Chávez e Uribe suavizam posições para melhorar relação bilateral

Os presidentes Alvaro Uribe (Colômbia) e Hugo Chávez (Venezuela) baixaram o tom sobre suas posições a respeito das Farc, assunto que os manteve distantes nos últimos sete meses, buscando, com isso, gerar um ambiente propício para um encontro e para a normalização das relações bilaterais.

AFP |

Ambos vão se reunir, até 15 de julho próximo, de forma bilateral, pela primeira vez, desde novembro de 2007, quando surgiu o distanciamento e o confronto verbal, em conseqüência da abrupta decisão de Uribe de cancelar a mediação de Chávez com as Forças Armadas Revolucionárias da Colômbia (Farc).

O chanceler colombiano, Fernando Araújo, declarou, neste domingo, que junto com seu colega venezuelano, Nicolás Maduro, está preparando um encontro presidencial que acontecerá na Venezuela. O local ainda não foi definido.

Ontem, o secretário de Imprensa da Presidência colombiana, César Mauricio Velásquez, disse à AFP que o objetivo da reunião é "normalizar as relações e ativar a agenda total binacional".

Desde 27 de novembro passado, a Venezuela não tem embaixador em Bogotá, por decisão do presidente Chávez, que o convocou para "consultas", reagindo ao fim de sua função de mediador para buscar a libertação dos seqüestrados em poder das Farc.

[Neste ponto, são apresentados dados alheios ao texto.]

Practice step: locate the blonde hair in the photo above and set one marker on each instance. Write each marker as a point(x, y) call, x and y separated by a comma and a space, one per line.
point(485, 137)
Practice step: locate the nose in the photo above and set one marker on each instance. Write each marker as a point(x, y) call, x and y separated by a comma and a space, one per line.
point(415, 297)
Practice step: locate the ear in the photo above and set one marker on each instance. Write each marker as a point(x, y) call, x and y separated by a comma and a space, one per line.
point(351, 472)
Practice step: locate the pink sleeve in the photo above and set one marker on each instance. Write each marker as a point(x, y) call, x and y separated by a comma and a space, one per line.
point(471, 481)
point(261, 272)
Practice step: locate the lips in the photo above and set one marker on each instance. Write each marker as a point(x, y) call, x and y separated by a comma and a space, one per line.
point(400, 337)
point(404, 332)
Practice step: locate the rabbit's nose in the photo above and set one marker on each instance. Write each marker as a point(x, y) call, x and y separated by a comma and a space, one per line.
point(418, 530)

A guerrilha propõe trocar 39 reféns, entre eles a política de origem franco-colombiana Ingrid Betancourt, três americanos, outros três políticos e dezenas de militares e policiais colombianos, por cerca de 500 rebeldes presos, três deles nos Estados Unidos.

Ao profundo mal-estar que a decisão de Uribe provocou em Chávez, seguiu-se uma troca de acusações entre os dois presidentes. A relação bilateral se deteriorou ainda mais depois que o Exército colombiano matou, no Equador, o número dois das Farc, Raúl Reyes, em 1º de março passado.

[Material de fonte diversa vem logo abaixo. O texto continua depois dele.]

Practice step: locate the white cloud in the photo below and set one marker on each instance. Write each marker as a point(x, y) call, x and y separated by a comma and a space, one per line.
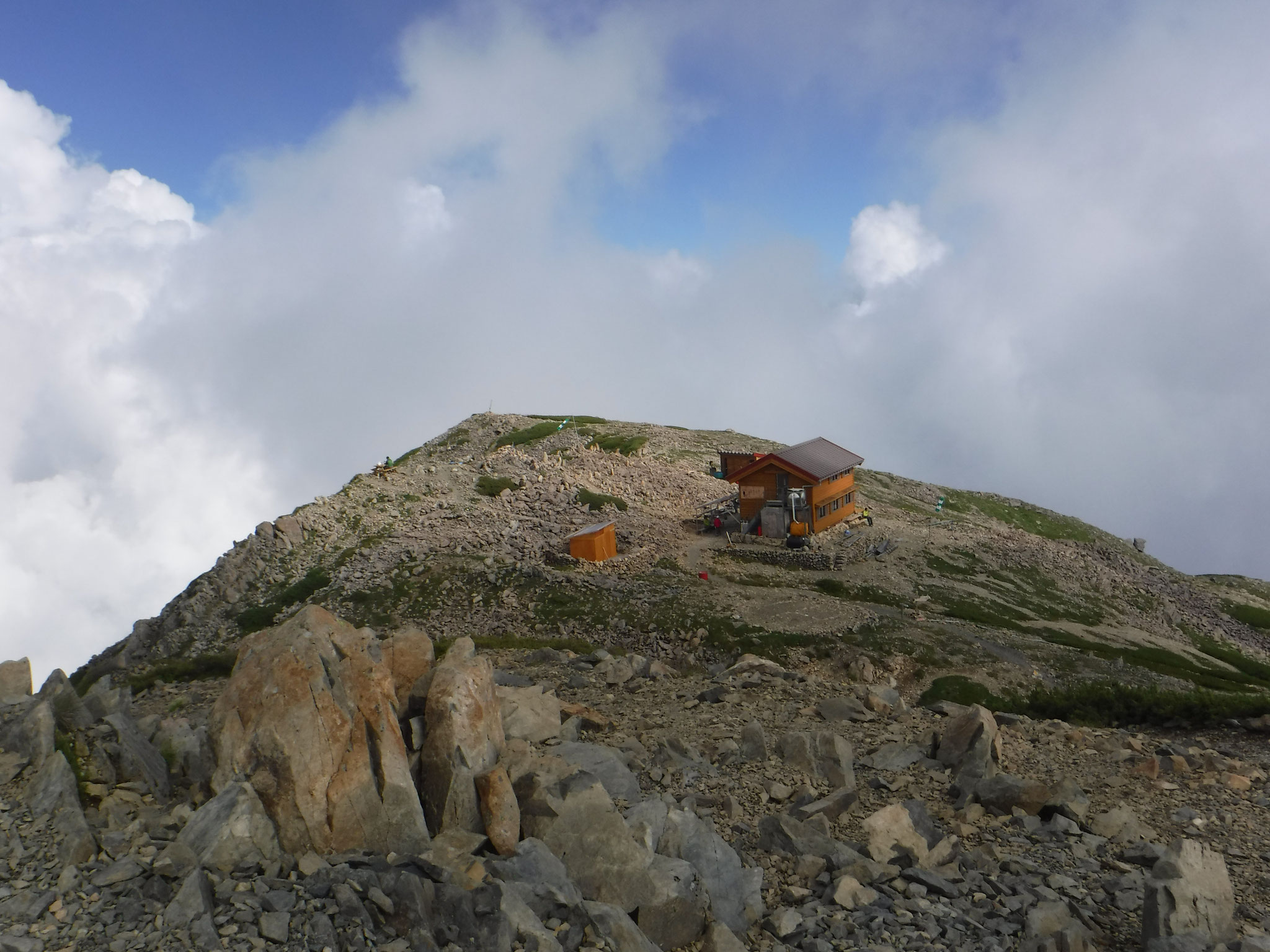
point(109, 501)
point(1096, 342)
point(889, 244)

Chávez reagiu, "congelando" as relações com o vizinho e fazendo um alarde de força, ao enviar tropas para a fronteira binacional. Ao mesmo tempo, endureceu suas acusações e críticas a Uribe e defendeu as Farc.

Nesse sentido, o presidente da Venezuela pediu aos Estados Unidos e à Europa que tirassem a organização guerrilheira de suas listas de grupos considerados terroristas, propondo, em contrapartida, que lhe fosse concedido o estatuto de grupo beligerante.

Em meio a esse deteriorado e tenso ambiente diplomático, as autoridades colombianas começaram a revelar, a conta-gotas, parte do conteúdo de três computadores pessoais de Reyes que provavam, segundo Bogotá, uma relação das Farc com os governos de Venezuela e Equador.

Embora Chávez e seu homólogo do Equador, Rafael Correa, tenham desqualificado o relatório da Interpol, que assegurava a autenticidade do conteúdo das máquinas, a partir desse momento, o governante venezuelano deu uma surpreendente reviravolta em sua posição frente às Farc.

No domingo passado, Chávez declarou, publicamente, que a luta armada não tinha mais espaço na América Latina de hoje e pediu às Farc que libertem, "em troca de nada", todos seus reféns.

No sábado, em um ato público, Uribe "agradeceu" a Chávez por seu pronunciamento e confirmou a realização do encontro bilateral.

"Acho que foram comentários positivos, pelos quais agradecemos", afirmou Uribe, em uma declaração incomum, nesses últimos meses, sobre o vizinho.

Foi assim que os dois presidentes iniciaram o caminho para um entendimento, que pode levar, talvez, a uma aproximação pessoal e até contribuir para a libertação dos reféns das Farc.